Un tribunal fédéral américain a bloqué la décision de l’exécutif visant à mettre fin au Statut de protection temporaire (Temporary Protected Status, TPS) accordé aux ressortissants yéménites présents sur le territoire des États-Unis. Le jugement, qui concerne plusieurs milliers de personnes, suspend une mesure dont l’application aurait exposé les bénéficiaires à une perte immédiate de leur droit au séjour et de leur autorisation de travail. Pour la diaspora yéménite, ce répit judiciaire repousse l’échéance d’une expulsion potentielle vers un pays toujours déchiré par le conflit.
Un dispositif migratoire devenu enjeu politique
Mis en place par le Congrès en 1990, le TPS protège les ressortissants de pays frappés par un conflit armé, une catastrophe naturelle ou des circonstances exceptionnelles empêchant un retour sûr. Le Yémen figure sur cette liste depuis 2015, année de l’embrasement militaire qui a vu la coalition conduite par Riyad intervenir contre les forces houthies. Le statut a depuis été renouvelé à plusieurs reprises, reflétant la persistance d’une crise humanitaire que les Nations unies classent parmi les plus graves au monde.
La décision de l’administration fédérale de ne pas reconduire ce parapluie juridique s’inscrivait dans un durcissement plus large de la politique migratoire. Plusieurs nationalités, dont les Vénézuéliens et les Haïtiens, ont déjà été visées par des annonces similaires, contestées en justice par des associations de défense des droits civiques. Le cas yéménite s’ajoute à cette série de contentieux qui opposent l’exécutif au pouvoir judiciaire sur la portée discrétionnaire des décisions du département de la Sécurité intérieure.
La situation au Yémen, argument central du juge
Le raisonnement retenu par le tribunal s’appuie sur l’état réel du pays d’origine. Le Yémen demeure ravagé par près d’une décennie d’affrontements entre les forces loyales au gouvernement reconnu et le mouvement Ansar Allah, qui contrôle la capitale Sanaa et une large part du nord.
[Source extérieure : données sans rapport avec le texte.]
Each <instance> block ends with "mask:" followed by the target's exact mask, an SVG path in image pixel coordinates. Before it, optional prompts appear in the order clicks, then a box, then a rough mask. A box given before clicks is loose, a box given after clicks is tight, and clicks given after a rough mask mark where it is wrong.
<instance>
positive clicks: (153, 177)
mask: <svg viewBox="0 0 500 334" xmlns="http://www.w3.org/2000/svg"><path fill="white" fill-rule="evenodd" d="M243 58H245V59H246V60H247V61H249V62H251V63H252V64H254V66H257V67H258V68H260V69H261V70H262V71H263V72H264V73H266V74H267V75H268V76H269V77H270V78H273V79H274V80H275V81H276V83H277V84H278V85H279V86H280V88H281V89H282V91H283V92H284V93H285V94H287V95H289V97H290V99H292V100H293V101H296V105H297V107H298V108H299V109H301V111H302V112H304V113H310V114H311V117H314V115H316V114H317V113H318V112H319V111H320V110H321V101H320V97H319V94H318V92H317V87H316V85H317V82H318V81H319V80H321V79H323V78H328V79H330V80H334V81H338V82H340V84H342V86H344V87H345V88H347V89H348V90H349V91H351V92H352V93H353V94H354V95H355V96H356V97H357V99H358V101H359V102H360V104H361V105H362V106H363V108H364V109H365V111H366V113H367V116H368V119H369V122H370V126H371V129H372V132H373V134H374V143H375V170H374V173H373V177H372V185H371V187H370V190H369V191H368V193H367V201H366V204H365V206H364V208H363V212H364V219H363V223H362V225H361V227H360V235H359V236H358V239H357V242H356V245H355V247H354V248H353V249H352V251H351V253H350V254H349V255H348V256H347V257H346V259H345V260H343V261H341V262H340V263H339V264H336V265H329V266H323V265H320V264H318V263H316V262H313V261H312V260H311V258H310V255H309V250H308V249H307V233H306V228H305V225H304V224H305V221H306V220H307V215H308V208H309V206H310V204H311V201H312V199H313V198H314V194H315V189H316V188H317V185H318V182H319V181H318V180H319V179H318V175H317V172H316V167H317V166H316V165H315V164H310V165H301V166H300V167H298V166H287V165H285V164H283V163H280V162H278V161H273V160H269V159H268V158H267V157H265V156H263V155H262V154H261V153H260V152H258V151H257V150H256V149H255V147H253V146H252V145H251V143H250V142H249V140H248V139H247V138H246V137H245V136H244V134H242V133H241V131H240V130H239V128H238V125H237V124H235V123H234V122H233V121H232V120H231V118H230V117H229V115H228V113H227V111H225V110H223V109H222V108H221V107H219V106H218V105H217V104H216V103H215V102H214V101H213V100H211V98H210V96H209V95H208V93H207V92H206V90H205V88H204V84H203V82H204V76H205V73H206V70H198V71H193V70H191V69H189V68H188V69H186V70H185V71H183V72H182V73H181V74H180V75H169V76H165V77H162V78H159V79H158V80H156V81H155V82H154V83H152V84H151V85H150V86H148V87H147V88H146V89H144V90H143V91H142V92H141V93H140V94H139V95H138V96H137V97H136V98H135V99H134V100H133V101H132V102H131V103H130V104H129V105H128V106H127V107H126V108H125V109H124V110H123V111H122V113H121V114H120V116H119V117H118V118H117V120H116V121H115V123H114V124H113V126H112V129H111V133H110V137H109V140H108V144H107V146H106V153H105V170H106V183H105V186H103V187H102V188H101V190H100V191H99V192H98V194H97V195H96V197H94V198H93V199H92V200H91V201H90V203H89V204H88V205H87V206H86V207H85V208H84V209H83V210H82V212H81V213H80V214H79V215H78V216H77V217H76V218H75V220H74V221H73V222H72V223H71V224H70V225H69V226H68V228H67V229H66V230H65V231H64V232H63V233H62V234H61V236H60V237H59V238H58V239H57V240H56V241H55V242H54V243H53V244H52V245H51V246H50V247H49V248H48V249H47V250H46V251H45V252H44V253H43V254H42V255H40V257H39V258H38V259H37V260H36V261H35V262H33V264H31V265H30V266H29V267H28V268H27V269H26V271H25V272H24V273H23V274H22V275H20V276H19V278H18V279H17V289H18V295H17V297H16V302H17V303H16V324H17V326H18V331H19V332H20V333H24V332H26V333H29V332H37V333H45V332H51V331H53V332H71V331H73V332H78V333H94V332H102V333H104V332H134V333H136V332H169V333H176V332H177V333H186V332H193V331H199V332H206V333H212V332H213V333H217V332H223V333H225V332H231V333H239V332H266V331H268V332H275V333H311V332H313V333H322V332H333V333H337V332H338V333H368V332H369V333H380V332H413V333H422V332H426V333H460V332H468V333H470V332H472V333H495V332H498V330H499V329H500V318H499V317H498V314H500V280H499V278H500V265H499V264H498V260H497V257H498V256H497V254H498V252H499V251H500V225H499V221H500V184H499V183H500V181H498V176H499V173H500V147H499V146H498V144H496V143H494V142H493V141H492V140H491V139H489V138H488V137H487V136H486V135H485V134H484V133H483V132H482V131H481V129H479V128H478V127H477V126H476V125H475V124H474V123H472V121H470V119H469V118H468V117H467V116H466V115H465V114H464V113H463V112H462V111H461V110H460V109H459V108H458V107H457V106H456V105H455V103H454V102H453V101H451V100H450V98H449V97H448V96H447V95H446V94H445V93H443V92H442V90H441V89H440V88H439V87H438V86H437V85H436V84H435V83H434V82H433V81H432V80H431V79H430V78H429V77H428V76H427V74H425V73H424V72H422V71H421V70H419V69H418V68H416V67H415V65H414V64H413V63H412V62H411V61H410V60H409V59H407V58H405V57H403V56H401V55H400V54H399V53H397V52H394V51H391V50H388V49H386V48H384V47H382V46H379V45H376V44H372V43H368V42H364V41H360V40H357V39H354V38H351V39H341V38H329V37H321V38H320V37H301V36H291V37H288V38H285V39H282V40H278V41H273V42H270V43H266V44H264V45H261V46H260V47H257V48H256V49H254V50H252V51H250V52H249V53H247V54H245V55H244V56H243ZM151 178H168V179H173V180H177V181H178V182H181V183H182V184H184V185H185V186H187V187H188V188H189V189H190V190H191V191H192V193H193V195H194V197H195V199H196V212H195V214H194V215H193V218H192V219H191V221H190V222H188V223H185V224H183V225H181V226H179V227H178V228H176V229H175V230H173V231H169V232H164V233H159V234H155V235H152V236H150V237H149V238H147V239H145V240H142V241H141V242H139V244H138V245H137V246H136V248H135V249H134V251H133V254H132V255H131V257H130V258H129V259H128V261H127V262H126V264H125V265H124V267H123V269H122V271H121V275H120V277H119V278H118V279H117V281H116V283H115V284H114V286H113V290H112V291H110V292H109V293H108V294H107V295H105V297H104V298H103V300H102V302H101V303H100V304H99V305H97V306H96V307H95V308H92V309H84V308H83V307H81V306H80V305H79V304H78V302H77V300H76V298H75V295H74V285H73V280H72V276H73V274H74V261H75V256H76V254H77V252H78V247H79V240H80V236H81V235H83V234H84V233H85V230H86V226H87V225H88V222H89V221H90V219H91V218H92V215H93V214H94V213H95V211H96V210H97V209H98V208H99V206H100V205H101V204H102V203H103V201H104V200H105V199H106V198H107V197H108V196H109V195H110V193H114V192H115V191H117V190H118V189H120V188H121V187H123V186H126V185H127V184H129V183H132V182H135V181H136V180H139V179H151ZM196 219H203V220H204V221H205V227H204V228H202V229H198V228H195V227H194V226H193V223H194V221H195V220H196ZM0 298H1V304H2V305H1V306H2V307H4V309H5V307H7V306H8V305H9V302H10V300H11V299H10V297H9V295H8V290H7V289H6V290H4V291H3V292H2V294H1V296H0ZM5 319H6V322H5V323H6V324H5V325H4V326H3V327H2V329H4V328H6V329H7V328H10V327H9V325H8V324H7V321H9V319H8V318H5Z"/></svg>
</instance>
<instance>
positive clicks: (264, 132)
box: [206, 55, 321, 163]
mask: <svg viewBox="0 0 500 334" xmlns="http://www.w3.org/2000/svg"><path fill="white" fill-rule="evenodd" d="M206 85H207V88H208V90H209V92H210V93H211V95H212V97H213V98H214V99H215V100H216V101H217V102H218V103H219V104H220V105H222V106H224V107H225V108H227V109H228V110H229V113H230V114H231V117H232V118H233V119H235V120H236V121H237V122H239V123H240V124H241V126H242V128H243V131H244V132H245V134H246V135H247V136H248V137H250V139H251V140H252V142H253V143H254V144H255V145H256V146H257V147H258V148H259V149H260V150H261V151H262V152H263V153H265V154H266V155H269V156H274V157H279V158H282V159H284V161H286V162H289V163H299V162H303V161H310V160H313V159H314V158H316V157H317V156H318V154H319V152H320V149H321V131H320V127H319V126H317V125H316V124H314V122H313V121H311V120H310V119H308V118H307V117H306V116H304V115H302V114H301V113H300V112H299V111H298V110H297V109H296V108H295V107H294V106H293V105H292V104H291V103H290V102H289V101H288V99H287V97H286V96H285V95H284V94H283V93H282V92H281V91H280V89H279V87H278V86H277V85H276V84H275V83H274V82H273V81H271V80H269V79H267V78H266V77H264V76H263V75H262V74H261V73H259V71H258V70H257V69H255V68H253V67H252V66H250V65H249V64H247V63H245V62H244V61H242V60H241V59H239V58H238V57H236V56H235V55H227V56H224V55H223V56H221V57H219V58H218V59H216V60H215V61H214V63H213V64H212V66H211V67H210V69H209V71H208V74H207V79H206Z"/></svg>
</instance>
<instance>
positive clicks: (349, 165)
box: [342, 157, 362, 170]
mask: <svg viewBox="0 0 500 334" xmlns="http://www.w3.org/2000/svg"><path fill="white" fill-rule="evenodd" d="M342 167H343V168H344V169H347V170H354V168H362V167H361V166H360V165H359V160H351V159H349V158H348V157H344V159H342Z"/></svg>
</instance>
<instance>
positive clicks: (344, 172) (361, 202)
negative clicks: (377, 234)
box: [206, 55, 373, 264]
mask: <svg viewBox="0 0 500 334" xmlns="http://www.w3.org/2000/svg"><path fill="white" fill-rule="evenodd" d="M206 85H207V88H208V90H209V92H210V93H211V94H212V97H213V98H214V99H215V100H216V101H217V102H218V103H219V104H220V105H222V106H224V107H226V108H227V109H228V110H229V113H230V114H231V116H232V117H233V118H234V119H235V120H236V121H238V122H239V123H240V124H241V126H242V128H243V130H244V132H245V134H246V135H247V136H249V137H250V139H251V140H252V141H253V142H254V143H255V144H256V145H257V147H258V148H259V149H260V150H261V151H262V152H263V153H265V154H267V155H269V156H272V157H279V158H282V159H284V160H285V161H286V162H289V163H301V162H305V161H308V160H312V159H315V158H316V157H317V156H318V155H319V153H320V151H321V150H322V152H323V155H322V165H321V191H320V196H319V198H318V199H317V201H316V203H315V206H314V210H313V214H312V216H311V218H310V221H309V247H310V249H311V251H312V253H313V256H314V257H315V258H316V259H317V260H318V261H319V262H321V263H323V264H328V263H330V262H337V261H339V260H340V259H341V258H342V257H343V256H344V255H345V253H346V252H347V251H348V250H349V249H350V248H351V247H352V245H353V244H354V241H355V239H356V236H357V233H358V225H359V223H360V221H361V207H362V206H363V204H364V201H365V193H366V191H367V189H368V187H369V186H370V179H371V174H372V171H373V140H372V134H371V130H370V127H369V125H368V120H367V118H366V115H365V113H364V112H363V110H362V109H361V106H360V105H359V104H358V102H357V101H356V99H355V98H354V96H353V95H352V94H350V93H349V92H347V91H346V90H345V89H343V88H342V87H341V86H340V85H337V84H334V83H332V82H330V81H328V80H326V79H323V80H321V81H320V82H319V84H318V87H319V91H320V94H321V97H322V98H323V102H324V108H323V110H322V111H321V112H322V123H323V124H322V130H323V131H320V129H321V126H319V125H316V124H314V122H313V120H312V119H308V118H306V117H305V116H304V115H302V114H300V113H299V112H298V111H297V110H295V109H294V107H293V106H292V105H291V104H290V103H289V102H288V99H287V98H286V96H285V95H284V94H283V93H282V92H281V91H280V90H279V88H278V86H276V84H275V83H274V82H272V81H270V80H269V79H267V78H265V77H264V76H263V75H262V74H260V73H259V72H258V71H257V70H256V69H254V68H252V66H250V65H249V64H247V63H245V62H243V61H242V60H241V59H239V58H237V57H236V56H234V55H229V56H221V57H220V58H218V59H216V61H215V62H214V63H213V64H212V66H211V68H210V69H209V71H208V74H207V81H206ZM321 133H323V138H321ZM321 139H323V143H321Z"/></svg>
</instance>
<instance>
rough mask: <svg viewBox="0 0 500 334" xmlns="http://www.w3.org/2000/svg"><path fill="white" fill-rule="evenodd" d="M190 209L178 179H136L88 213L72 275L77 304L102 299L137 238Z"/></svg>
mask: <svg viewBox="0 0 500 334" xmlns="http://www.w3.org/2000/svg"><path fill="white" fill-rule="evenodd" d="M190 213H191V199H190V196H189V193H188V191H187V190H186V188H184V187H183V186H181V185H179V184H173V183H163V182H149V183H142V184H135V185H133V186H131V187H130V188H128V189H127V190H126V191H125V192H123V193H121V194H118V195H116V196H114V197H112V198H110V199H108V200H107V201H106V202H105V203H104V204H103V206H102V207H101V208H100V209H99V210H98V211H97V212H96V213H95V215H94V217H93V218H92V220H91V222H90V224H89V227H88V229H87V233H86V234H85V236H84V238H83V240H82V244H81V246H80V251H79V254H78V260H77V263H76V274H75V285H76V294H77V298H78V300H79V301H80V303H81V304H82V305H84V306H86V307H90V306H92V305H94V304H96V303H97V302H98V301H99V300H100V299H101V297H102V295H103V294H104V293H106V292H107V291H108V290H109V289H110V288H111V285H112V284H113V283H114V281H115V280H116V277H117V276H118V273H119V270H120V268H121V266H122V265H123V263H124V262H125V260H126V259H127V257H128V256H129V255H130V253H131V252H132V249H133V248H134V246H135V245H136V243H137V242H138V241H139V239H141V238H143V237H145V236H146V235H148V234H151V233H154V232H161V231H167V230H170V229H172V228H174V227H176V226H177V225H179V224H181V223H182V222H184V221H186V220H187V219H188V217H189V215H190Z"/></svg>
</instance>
La trêve négociée sous l’égide des Nations unies en 2022 n’a tenu que partiellement, et les frappes croisées en mer Rouge depuis fin 2023 ont rouvert un front régional impliquant les marines américaine et britannique.
Renvoyer aujourd’hui des civils yéménites vers leur pays reviendrait, selon les requérants, à les exposer à des risques disproportionnés : effondrement des services publics, choléra endémique, insécurité alimentaire touchant plus de la moitié de la population. La justice américaine a estimé que ces conditions justifiaient le maintien provisoire du statut, le temps que le fond du dossier soit examiné. La décision ne tranche pas définitivement le litige, mais elle gèle l’application de la mesure contestée.
Une diaspora minoritaire mais visible
La communauté yéménite aux États-Unis se concentre principalement dans le Michigan, l’État de New York et la Californie. Si elle reste numériquement modeste comparée à d’autres diasporas arabes, elle joue un rôle économique notable dans le commerce de proximité, la restauration et certains segments de l’industrie. Plusieurs milliers de ses membres dépendent directement du TPS pour leur statut légal, leur permis de travail et l’accès à des prestations sociales encadrées.
Au-delà des intéressés, la décision résonne dans les capitales du Golfe et au sein des instances onusiennes engagées sur le dossier yéménite. Maintenir une protection migratoire revient, sur le plan symbolique, à reconnaître que la stabilisation politique du pays n’est pas acquise. C’est aussi un signal envoyé aux acteurs régionaux, alors que les pourparlers entre Riyad et Sanaa avancent par à-coups et que Washington tente de préserver une marge de manœuvre diplomatique sur la mer Rouge.
Une bataille juridique appelée à se prolonger
Le sursis obtenu n’épuise pas la procédure. L’administration dispose de voies de recours et pourrait porter le dossier devant des juridictions supérieures, à l’image de ce qu’elle a tenté pour d’autres TPS contestés. Les associations qui ont saisi la justice plaident, elles, pour une reconduction du statut au moins jusqu’à la fin du conflit et le rétablissement de conditions de retour conformes aux standards humanitaires internationaux.
Reste que l’issue du contentieux pèsera sur la trajectoire de milliers de familles dont la vie professionnelle et scolaire s’est construite aux États-Unis depuis près de dix ans. Selon Al Akhbar, la décision judiciaire suspend l’application de la mesure et renvoie la balle dans le camp de l’exécutif fédéral.